Performance difference between _source and fields with store


(Mustafa Sener) #1

Hi,
I use ES with version 0.16.0. I tested performance using two mapping
configuration with a document having 50 string properties.

  1. _source property is disabled, _all property is disabled and specified
    store parameter of fields as yes.
  2. _source property is enabled, _all property is disabled and store
    parameter of fields as no

I don't see any significant performance difference between these two in both
bulk indexing speed and search speed (I tested search by both specifying two
fields and whole field set). Is this an expected result?

ES cluster and testing java application is on the same PC.
I tested by inserting 100000 docs divided to 10 bulk operations. And
performed search 1000 times after inserting docs.

--
Mustafa Sener
www.ifountain.com


(Shay Banon) #2

The overhead is pretty simple to understand (1 _source vs. 50 stored fields), though perf wise, it depends when you will really see it (depends on the concurrency of indexing, how much mem the filesystem cache has, and so on).

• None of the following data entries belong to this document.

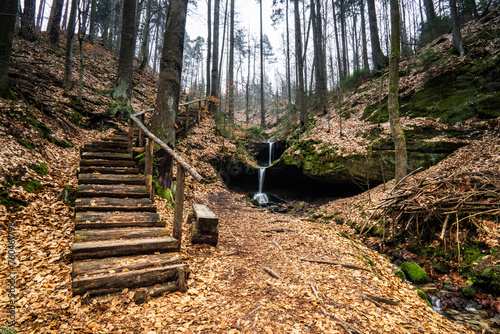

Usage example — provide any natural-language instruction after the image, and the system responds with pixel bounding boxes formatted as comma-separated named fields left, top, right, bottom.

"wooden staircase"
left=72, top=132, right=188, bottom=295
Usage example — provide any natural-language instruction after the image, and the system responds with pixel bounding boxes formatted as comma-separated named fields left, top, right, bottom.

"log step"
left=78, top=174, right=144, bottom=185
left=73, top=264, right=186, bottom=295
left=80, top=166, right=139, bottom=174
left=75, top=197, right=156, bottom=212
left=90, top=140, right=128, bottom=149
left=76, top=184, right=146, bottom=198
left=81, top=152, right=132, bottom=160
left=71, top=253, right=182, bottom=277
left=80, top=159, right=135, bottom=167
left=75, top=211, right=160, bottom=228
left=80, top=145, right=128, bottom=155
left=74, top=227, right=170, bottom=243
left=73, top=237, right=179, bottom=260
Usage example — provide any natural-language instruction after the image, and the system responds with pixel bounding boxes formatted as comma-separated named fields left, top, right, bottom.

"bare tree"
left=388, top=0, right=408, bottom=183
left=49, top=0, right=64, bottom=45
left=19, top=0, right=36, bottom=41
left=367, top=0, right=386, bottom=71
left=450, top=0, right=464, bottom=57
left=113, top=0, right=136, bottom=100
left=293, top=0, right=307, bottom=128
left=63, top=0, right=79, bottom=89
left=151, top=0, right=188, bottom=188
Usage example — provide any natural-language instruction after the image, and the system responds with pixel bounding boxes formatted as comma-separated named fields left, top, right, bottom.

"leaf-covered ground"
left=0, top=24, right=496, bottom=333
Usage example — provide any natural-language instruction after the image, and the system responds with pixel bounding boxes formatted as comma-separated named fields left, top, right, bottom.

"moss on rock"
left=401, top=262, right=429, bottom=284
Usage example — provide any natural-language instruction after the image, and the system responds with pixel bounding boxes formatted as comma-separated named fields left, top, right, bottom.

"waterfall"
left=266, top=139, right=274, bottom=166
left=253, top=167, right=269, bottom=204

Stored fields (to fetch) require two disk seeks. With _source, you fetch one field, with 50 fields, you fetch 50. When indexing, its similar notion (more file IO).
On Monday, May 2, 2011 at 3:33 PM, Mustafa Sener wrote:

Hi,
I use ES with version 0.16.0. I tested performance using two mapping configuration with a document having 50 string properties.

_source property is disabled, _all property is disabled and specified store parameter of fields as yes.
_source property is enabled, _all property is disabled and store parameter of fields as no

I don't see any significant performance difference between these two in both bulk indexing speed and search speed (I tested search by both specifying two fields and whole field set). Is this an expected result?

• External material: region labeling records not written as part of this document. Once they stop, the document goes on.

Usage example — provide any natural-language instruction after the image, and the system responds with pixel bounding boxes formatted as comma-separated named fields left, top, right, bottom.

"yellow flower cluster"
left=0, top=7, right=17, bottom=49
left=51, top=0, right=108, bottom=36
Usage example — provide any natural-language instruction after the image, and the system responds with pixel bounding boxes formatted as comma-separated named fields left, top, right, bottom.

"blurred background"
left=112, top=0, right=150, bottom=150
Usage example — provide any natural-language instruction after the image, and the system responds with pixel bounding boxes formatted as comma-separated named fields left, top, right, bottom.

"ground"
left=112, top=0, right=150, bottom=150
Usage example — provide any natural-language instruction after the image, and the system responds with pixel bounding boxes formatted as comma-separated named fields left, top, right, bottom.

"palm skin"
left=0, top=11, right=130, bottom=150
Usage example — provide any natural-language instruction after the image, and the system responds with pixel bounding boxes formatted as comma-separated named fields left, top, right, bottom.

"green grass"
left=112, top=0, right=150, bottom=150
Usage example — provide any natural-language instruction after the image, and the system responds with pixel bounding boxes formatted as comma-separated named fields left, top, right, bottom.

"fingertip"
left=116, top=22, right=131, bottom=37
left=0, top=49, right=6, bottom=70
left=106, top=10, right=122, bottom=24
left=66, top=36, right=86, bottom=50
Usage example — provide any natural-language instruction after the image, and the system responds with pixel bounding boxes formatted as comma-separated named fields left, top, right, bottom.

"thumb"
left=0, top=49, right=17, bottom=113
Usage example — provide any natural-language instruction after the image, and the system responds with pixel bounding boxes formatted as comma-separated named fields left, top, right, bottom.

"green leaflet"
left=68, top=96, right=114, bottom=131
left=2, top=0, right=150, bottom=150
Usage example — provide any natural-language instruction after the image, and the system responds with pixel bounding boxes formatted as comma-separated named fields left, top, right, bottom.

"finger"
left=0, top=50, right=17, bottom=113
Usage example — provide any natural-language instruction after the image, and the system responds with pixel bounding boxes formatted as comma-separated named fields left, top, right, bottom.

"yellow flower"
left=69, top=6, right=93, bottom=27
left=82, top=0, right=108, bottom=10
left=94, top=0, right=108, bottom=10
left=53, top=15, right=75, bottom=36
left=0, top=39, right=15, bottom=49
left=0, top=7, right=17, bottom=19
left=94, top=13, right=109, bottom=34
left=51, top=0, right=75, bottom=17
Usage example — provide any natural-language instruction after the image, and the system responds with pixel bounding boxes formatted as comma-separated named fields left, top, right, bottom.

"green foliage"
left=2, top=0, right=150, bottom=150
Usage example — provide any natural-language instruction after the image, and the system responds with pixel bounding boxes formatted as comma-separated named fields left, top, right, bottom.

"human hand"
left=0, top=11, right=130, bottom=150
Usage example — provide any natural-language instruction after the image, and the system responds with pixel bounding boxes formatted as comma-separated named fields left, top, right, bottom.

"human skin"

ES cluster and testing java application is on the same PC.
I tested by inserting 100000 docs divided to 10 bulk operations. And performed search 1000 times after inserting docs.

--
Mustafa Sener
www.ifountain.com


(Mustafa Sener) #3

Thanks

On Tue, May 3, 2011 at 7:13 PM, Shay Banon shay.banon@elasticsearch.comwrote:

The overhead is pretty simple to understand (1 _source vs. 50 stored
fields), though perf wise, it depends when you will really see it (depends
on the concurrency of indexing, how much mem the filesystem cache has, and
so on). Stored fields (to fetch) require two disk seeks. With _source, you
fetch one field, with 50 fields, you fetch 50. When indexing, its similar
notion (more file IO).

On Monday, May 2, 2011 at 3:33 PM, Mustafa Sener wrote:

Hi,
I use ES with version 0.16.0. I tested performance using two mapping
configuration with a document having 50 string properties.

  1. _source property is disabled, _all property is disabled and
    specified store parameter of fields as yes.
  2. _source property is enabled, _all property is disabled and store
    parameter of fields as no

I don't see any significant performance difference between these two in
both bulk indexing speed and search speed (I tested search by both
specifying two fields and whole field set). Is this an expected result?

ES cluster and testing java application is on the same PC.
I tested by inserting 100000 docs divided to 10 bulk operations. And
performed search 1000 times after inserting docs.

--
Mustafa Sener
www.ifountain.com

--
Mustafa Sener
www.ifountain.com
WebRep
Overall rating


(Imaravin) #4

Hi,
I don't have much experience in ES. When I heard about _source field storing entire document as JSON,
I tried to store the source as JSON objects inside Lucene Document. While retrieving back. I found the time taken for JSON construction is more than the disk read time. Still, what is the advantage in the _source field?.
We can store all the fields in the document to provide better indexing performance.